Why an accreditation model - I already attend boat shows?

Why an accreditation model - I already attend boat shows?

It's all about differentiation and vetting against a common standard.

Assuming there are 100 brokers at a boat show, and they are all "vetting" boats according to 100 different methods and personal opinions, this model is clearly not the most efficient or effective. And let's be honest, many brokers will always first market boats within their own portfolio, but if they have no options, they will market any boat, whether they have seen it or not. This is why star gradings work so well.

Take into consideration the benefits of incurring the costs of attending boat shows and ask yourself whether there is sufficient tangible value? What is the real cost of a boat show against your return, especially when taking into consideration your "opportunity costs" for not being on charter during this time? We do accept that there is value to be had; however, until now there has not been an alternative.

What does boat show attendance mean to the consumer, compared to an internationally recognised star-grading? Very little.
Accreditation means that vessels can now be vetted in an organized fashion, using a standard methodology. With all vessels being vetted by the exact same criteria, by the same company with software designed to remove subjectivity and bias (as far as possible) and for far less than most boat show attendance costs. Accreditation can and will add an immense amount of value not only to the industry, but to the boat as well.

Having a star-grading shows the consumer that vessels have been independently vetted. Every consumer understands the star grading concept, which also offers peace of mind as perceived risk is minimizing. Sure, brokers explain that vessels have been checked by them at boat shows, but without a standard to ensure that all brokers are as astute as each other, the result is that vessels can only be marketed by a handful of brokers. Alternatively, brokers end up marketing vessels that they have not personally vetted and herein lies the problem. Given the choice, we can guarantee that consumers would feel a greater level of comfort with an accredited vessel. Wouldn’t you? Of course. And this is especially true for first timers.

Charters aside, owners would have greater peace of mind that vessels are in top shape and maintain this year on year. Doesn’t that offer a greater deal of comfort?

Where is the feedback on your crew? You’re told they are doing a great job; however, hear it straight from guests via an electronic survey form. Want to improve your number of repeat charters? This critical feedback would help.

It’s a fact consumers like to minimize risk; accreditation does just that.

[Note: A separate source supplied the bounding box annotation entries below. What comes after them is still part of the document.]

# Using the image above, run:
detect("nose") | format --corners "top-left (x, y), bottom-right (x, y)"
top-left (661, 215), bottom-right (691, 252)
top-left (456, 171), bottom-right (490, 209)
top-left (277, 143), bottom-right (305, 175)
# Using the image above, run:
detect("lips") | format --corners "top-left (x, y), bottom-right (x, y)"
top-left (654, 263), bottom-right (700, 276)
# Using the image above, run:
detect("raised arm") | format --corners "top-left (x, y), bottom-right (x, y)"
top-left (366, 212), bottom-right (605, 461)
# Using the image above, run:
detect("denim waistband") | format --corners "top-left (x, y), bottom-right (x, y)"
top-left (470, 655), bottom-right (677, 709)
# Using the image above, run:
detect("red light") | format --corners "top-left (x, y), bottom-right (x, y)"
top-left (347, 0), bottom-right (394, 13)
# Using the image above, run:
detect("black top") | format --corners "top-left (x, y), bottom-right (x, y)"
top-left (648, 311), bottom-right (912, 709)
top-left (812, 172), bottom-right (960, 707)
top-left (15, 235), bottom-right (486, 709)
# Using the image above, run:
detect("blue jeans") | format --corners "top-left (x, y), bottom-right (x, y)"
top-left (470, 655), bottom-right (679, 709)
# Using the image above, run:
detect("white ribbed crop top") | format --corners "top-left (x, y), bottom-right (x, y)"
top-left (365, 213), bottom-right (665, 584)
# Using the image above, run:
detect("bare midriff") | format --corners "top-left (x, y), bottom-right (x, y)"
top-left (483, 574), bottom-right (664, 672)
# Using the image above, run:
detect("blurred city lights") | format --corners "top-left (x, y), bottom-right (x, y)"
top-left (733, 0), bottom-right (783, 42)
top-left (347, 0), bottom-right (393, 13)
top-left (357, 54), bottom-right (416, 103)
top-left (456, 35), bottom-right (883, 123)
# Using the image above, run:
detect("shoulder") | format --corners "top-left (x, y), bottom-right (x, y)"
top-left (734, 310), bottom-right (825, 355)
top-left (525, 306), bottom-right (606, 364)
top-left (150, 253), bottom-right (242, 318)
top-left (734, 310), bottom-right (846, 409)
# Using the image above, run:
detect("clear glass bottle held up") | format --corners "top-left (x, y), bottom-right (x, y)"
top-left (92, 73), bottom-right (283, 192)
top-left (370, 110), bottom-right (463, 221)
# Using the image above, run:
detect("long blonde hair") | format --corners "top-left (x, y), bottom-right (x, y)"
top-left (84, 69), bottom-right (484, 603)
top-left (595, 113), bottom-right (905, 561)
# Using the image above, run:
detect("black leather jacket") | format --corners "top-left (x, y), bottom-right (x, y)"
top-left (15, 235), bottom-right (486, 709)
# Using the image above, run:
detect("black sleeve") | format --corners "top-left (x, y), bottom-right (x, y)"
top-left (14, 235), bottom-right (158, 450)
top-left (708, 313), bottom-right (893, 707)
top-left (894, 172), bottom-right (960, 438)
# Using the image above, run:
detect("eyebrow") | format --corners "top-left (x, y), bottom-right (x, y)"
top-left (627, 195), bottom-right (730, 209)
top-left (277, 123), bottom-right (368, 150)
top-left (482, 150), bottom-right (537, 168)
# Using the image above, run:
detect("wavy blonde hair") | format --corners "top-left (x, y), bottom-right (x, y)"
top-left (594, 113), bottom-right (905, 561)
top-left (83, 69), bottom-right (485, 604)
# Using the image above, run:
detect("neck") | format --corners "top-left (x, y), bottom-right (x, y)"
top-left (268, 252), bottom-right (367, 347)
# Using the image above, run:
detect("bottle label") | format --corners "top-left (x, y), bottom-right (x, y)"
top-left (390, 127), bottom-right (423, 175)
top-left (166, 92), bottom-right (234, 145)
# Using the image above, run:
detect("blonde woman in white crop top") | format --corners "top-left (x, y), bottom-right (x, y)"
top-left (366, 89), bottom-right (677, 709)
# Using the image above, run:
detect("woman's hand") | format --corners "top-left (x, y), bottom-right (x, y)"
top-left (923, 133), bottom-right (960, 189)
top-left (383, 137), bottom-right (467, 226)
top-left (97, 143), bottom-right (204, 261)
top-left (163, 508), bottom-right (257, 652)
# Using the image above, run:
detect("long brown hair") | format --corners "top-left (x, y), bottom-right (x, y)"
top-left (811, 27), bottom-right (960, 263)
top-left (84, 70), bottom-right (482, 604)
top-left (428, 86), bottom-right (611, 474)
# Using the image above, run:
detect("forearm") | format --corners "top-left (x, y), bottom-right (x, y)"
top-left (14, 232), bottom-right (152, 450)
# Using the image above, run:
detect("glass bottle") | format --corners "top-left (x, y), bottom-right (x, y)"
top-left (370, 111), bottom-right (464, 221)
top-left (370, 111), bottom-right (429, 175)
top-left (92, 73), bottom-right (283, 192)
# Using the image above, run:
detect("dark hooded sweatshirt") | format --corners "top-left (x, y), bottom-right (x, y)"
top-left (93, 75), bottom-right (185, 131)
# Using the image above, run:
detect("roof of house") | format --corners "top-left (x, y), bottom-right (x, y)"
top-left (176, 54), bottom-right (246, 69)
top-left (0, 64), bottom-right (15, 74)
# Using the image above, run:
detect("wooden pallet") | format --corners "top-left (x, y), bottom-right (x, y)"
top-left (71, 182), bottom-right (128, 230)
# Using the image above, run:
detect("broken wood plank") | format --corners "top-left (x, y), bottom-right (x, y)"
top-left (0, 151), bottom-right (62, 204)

In this already competitive industry, all boats are all looking to get the edge. While some vessels will take advantage of the new star grading initiative, others may not. Surely, you don’t want to remain unaccredited, while your competitors are proudly displaying their star grading on marketing collateral like brochures and 3rd party websites?

Questions owners should be asking:
• What does it mean in real terms if the vessel attends a boat show?
• Are all boat shows deemed as equal?
• Do the same brokers attend all boat shows?
• Do all the brokers vet the vessels to the same standard?
• Is this information freely shared among all brokers to the advantage of the consumer and betterment of the industry as a whole?